La consulta del 9N ha sido más importante de lo que algunos creen. Ya comentamos el gol el mismo día, o mejor dicho, el golazo, que le metió Artur Mas a Oriol Junqueras el domingo. Pero aún hay más. Artur Mas, un político muy mediocre pero no idiota, lentamente va a cambiar el rumbo hacia Ítaca. Y en ese cambio no duden que verán al PSC embarcándose de nuevo.

ERC apuesta por unas elecciones urgentes. CiU, por alargar al máximo el proceso. El tiempo es el arma de Mas. Cuantos más días pasan, más gana el President y, sin duda, Junqueras queda más en evidencia. El líder de ERC fuera de la palabra “independencia” es incapaz de articular un discurso mínimamente inteligible para un ciudadano medio. CiU lo sabe, lo ve, y lo aplaude internamente. Y, como bien sabe CiU, las elecciones no se ganan desde el radicalismo.

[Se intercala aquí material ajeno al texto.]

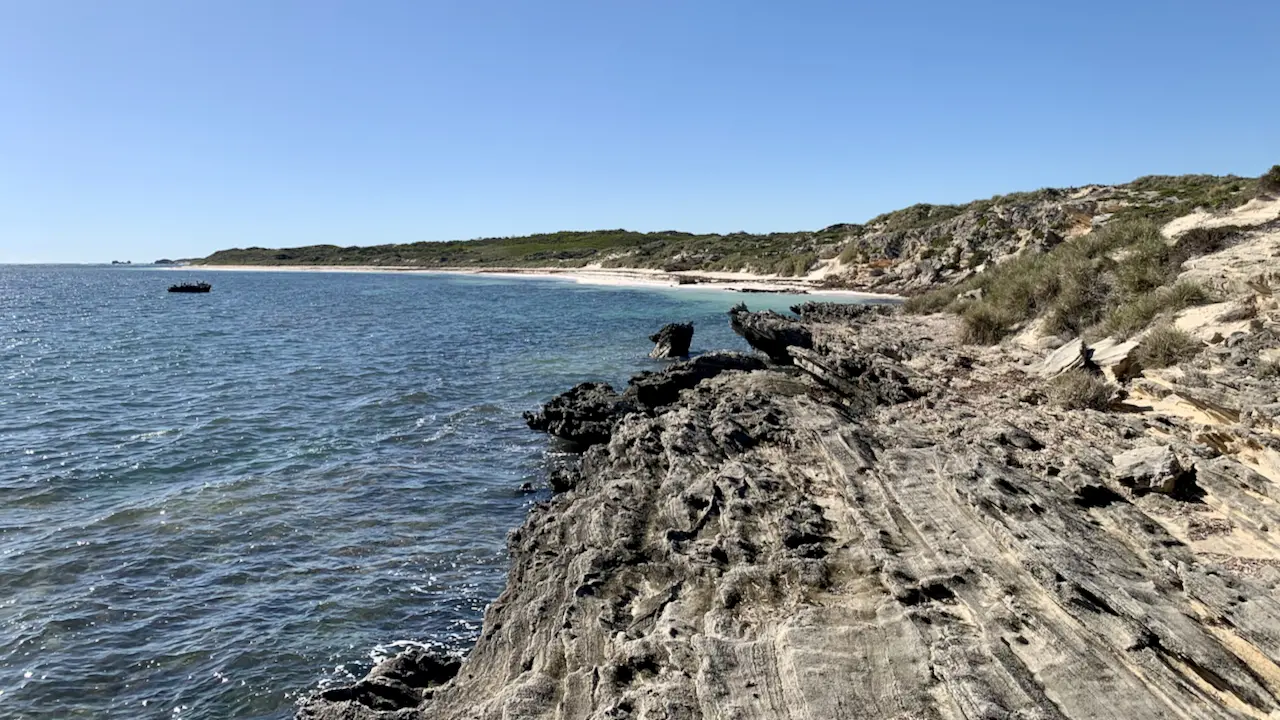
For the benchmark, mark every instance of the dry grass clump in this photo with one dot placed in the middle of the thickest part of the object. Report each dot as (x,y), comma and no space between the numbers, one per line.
(1114,279)
(986,324)
(1138,311)
(1166,346)
(1079,390)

Sabe CiU que cada vez que Junqueras abre la boca cinco pajaritos se mueren, tres emigran y cientos de independentistas dudan de si es el líder de la oposición. Dudan sobre si sabe algo más que llorar y recitar el Evangelio. Si alguna vez escribimos que la historia deberá tratar con dureza al personaje casi histriónico de Mas, no duden de que se lo pasarán bomba hablando de Junqueras. Más de uno deberá alzar un buen vaso de whisky para entender como un historiador mediocre; un peor presentador televisivo en su juventud; un aún más funesto político vende-humos ha sido capaz de fulminar una oportunidad única, precisamente, en la historia de Cataluña.

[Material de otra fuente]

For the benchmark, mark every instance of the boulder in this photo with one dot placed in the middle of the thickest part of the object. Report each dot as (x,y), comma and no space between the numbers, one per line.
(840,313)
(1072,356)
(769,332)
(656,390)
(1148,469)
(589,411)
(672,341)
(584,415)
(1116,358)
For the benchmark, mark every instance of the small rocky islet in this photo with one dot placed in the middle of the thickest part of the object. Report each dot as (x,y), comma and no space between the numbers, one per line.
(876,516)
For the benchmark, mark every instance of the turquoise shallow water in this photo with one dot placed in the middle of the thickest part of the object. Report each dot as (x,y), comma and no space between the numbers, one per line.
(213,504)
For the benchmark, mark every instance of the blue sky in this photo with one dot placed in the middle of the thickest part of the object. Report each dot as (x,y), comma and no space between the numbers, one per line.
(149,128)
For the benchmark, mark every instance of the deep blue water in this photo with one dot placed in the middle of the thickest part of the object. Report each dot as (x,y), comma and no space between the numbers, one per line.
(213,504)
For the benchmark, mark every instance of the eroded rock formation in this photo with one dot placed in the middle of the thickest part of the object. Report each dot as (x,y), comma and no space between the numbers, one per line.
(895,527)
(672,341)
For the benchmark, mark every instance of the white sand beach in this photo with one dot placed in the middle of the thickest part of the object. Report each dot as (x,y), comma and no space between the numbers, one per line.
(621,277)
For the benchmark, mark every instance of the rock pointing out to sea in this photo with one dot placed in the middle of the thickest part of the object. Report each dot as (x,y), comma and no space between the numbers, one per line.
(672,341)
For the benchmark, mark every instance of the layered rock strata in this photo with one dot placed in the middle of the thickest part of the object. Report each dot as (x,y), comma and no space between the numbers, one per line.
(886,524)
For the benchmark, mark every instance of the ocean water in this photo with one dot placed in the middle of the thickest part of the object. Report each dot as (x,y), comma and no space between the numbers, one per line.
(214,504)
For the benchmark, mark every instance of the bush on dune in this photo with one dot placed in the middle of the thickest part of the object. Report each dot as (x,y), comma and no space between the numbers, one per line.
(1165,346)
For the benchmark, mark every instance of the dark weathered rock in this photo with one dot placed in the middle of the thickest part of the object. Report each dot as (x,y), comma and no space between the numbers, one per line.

Pero Mas no virará sólo por no caer en los brazos de Junqueras. Ahora ríe, sonríe, vende éxito, pero es consciente de que esos 1.800.000 independentistas confesos lo son en buena parte más por los pecados de Rajoy, el tercero del trío calavera, que por sus aciertos. Si somos un país, grande o pequeño, tan aborregado, que tenemos a los líderes que merecemos. Mas ha visto el independentismo en su máximo. Pueden hacer la ola, la V, la cadena, la consulta, pero ese límite de los dos millones no se sobrepasa. Y sabe que con un 30% del censo a favor, cualquier decisión es inerte. Pidió la mayoría necesaria en 2012, y le fulminaron decenas de diputados.

Mas sabe que mayorías como las de la independencia de Croacia son imposible aquí. Quizá algún día soñó con ellas, pero ahora ni durante años parecen estar a la vista. Allí recordemos el referéndum, voto un 85% de la población con un indiscutible 94% a favor. Tampoco cree que lleguemos a Escocia. Se consiguió un referéndum después de que un partido incluyera la independencia en su programa. Aquí, quien lo llevó, suma un 15% de representación electoral. Por eso, ambos caminos no parecen tener trazado en Cataluña.

Mas lo sabe. Su partido lo sabe. Ese camino, como decía aquella canción, es un camino a ninguna parte. Ahora toca virar. Alejarse de Ítaca. Pero hay que virar lentamente, muy lentamente. Sabe, además, que ERC no tiene vuelta atrás. Es lo malo de nutrirse de radicales. Junqueras será devorado en el camino. Mas allanará el camino con algunos de los suyos. Quizás no mañana ni pasado mañana, pero lo hará. El PSC se abrirá de piernas con tal de tocar el poder. ¿Triste? ¡Seguramente! Pero es lo malo de que todos los políticos catalanes sean unos perdedores.

Nadie piensa más allá de su cargo y su modo de vida. Mas abrazó la independencia por poder. Junqueras, entre lagrima y lagrima, por conseguir su anhelo de vida. ¿El resto? Triste pero el resto no da ni para una línea en esta columna. Así es la política catalana. Mercaderes medievales, piratas modernos. No en vano, el padre de la Cataluña moderna es un delincuente confeso. Su único fin: el dinero y el poder. No gana el mejor, gana el menos malo. Gana el menos perdedor de todos. Y hoy por hoy, ese es Mas.